Im Sommer sind Baerbock und Habeck mit einer Anleihe aus der Nationalhymne als Motto („Des Glückes Unterpfand...“) durch die Republik gereist und haben sich bekannt gemacht. Als frische Doppelspitze einer Partei, die Ende vergangenen Jahres als Teil einer Jamaika-Koalition beinahe in die Bundesregierung gelangt wäre, wenn die FDP nicht über Nacht die Segel gestrichen hätte.

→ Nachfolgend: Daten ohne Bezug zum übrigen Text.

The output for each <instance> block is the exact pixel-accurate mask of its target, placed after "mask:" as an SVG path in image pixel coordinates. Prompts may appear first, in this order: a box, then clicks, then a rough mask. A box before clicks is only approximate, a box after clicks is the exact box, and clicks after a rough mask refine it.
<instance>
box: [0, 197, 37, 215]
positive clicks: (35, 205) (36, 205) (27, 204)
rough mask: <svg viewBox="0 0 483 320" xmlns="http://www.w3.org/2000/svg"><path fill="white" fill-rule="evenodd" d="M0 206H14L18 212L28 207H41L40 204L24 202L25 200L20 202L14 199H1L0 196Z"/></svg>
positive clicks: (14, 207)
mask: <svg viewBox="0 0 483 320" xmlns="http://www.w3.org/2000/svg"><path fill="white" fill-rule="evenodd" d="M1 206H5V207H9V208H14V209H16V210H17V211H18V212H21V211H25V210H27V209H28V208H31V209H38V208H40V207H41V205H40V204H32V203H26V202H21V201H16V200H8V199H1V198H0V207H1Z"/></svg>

Jetzt sind die Grünen gerade dabei, die Republik über die Bundesländer aufzurollen – und staunen über die Wahlergebnisse ebenso wie über sich selbst. Zweitstärkste Kraft in Bayern, das war der erste Testlauf für Baerbock und Habeck. In Hessen haben sie am Wochenende gleichfalls Chancen, im neuen Landtag in Wiesbaden zweitstärkste Fraktion hinter der CDU zu werden. Doch Grünen-Spitzenkandidat Tarek Al-Wazir dämpft übergroße Erwartungen, beispielsweise an einen zweiten Grünen-Ministerpräsidenten nach Winfried Kretschmann in Baden-Württemberg: „Wir werden nicht größenwahnsinnig.“ Der Begriff Volkspartei, zu der die Grünen schon hochgejazzt werden, ist ihm „dann doch ein Nummer zu groß“. Im kommenden Jahr bei den Landtagswahlen in Sachsen, Brandenburg und Thüringen dürfte es schon schwieriger werden, auf vergleichbare Werte zu kommen, denn der deutsche Osten ist nach wie vor Grünen-Diaspora.

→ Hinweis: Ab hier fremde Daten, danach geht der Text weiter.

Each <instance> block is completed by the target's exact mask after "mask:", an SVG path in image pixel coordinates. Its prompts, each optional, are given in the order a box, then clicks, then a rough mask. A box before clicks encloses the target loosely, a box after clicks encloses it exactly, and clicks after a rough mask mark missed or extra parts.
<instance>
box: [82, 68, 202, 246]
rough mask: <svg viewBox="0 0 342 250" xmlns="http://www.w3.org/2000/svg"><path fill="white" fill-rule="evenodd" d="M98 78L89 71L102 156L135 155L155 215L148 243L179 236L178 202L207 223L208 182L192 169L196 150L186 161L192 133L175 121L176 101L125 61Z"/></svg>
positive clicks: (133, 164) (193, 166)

Baerbock und Habeck führen die Grünen seit Januar dieses Jahres. Erstmals in ihrer Parteigeschichte haben sich die Grünen mit der Wahl der 37 Jahre alten Klimaexpertin aus Brandenburg und des 49 Jahre alten Shootingstars aus Schleswig-Holstein an die Parteispitze von einem grünen Grundgesetz verabschiedet, wonach in der Doppelspitze sowohl der Realo-Flügel als auch der linke Parteiflügel vertreten sein muss. Die zum linken Parteiflügel zählende Anja Piel, Grünen-Fraktionschefin im niedersächsischen Landtag, verlor beim Parteitag in Hannover die Kampfabstimmung gegen Baerbock deutlich. Habeck sagt zu den einstigen Flügelkämpfen trocken: „Unsere Flügel sind zum Fliegen da, nicht zum Bremsen.“

 Grünes Glück: Robert Habeck, Anton Hofreiter nach der Landtagswahl in Bayern.

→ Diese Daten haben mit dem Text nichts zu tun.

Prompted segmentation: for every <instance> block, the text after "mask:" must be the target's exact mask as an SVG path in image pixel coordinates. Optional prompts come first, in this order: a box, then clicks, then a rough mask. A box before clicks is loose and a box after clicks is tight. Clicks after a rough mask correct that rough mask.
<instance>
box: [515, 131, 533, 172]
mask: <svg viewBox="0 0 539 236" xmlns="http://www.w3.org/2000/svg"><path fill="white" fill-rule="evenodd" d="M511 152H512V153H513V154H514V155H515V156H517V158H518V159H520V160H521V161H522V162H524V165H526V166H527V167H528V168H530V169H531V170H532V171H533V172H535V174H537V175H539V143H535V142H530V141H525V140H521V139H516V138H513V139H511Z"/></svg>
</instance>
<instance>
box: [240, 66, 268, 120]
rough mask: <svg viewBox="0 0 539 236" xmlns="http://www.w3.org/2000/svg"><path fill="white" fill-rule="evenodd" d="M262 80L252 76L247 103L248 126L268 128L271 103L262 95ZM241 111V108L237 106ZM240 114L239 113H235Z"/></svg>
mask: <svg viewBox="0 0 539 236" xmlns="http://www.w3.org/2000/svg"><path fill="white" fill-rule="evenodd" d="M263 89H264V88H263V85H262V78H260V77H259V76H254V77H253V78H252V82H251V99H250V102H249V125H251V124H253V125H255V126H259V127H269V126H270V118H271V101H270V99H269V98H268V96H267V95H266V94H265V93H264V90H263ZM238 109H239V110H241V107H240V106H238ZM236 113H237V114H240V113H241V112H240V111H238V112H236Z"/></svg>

Grünes Glück: Robert Habeck, Anton Hofreiter nach der Landtagswahl in Bayern.

Foto: dpa/Sven Hoppe

Baerbock und Habeck gelten als undogmatisch, pragmatisch, modern. Linkes Lager, rechtes Lager – solche Schubladen möchte Habeck erst gar nicht mehr öffnen, weil dies seiner Einschätzung nach „den gesellschaftlichen Möglichkeiten nicht mehr gerecht“ werde. Schon lästert die politische Konkurrenz über die Wahlerfolge der einstigen Ökopaxe. FDP-Chef Christian Lindner nennt Programm und Politikstil der Grünen „cremig“. Im Bundestag geht Lindner den Grünen-Fraktionschef Anton Hofreiter nach einem Zwischenruf wegen der AfD scharf an: „Ich will hier appellieren, dass wir uns gegen die wahren Gegner unserer freiheitlichen Grundordnung zusammenschließen, und Sie kommen hier mit Ihrer Trauma-Verarbeitung von Jamaika, weil Sie nicht Minister geworden sind.“ Auch SPD-Chefin Andrea Nahles machte schon mehrfach deutlich, dass sie die Grünen als starke Konkurrenten ausmacht – etwa im Streit über letzte Braunkohlereviere und künftige Klimapolitik. Und CSU-Chef Horst Seehofer ließ erst vergangene Woche in seiner Wahlanalyse erkennen, dass seine Partei beim Thema Ökologie Nachholbedarf habe. So rät Habeck Union und SPD zu mehr Veränderungswillen: „Keine Veränderung bedeutet, dass die Erosion der Volksparteien weitergeht.“ Doch während die Grünen im Glück schwelgen, haben sie in Bayern gerade erfahren, dass man auch nach einem Sieg mit leeren Händen dastehen kann. Die CSU versucht es lieber mit den Freien Wählern. Grüner wird’s nicht? Kann noch werden. Auch im Freistaat der aufgehenden Sonnenblume.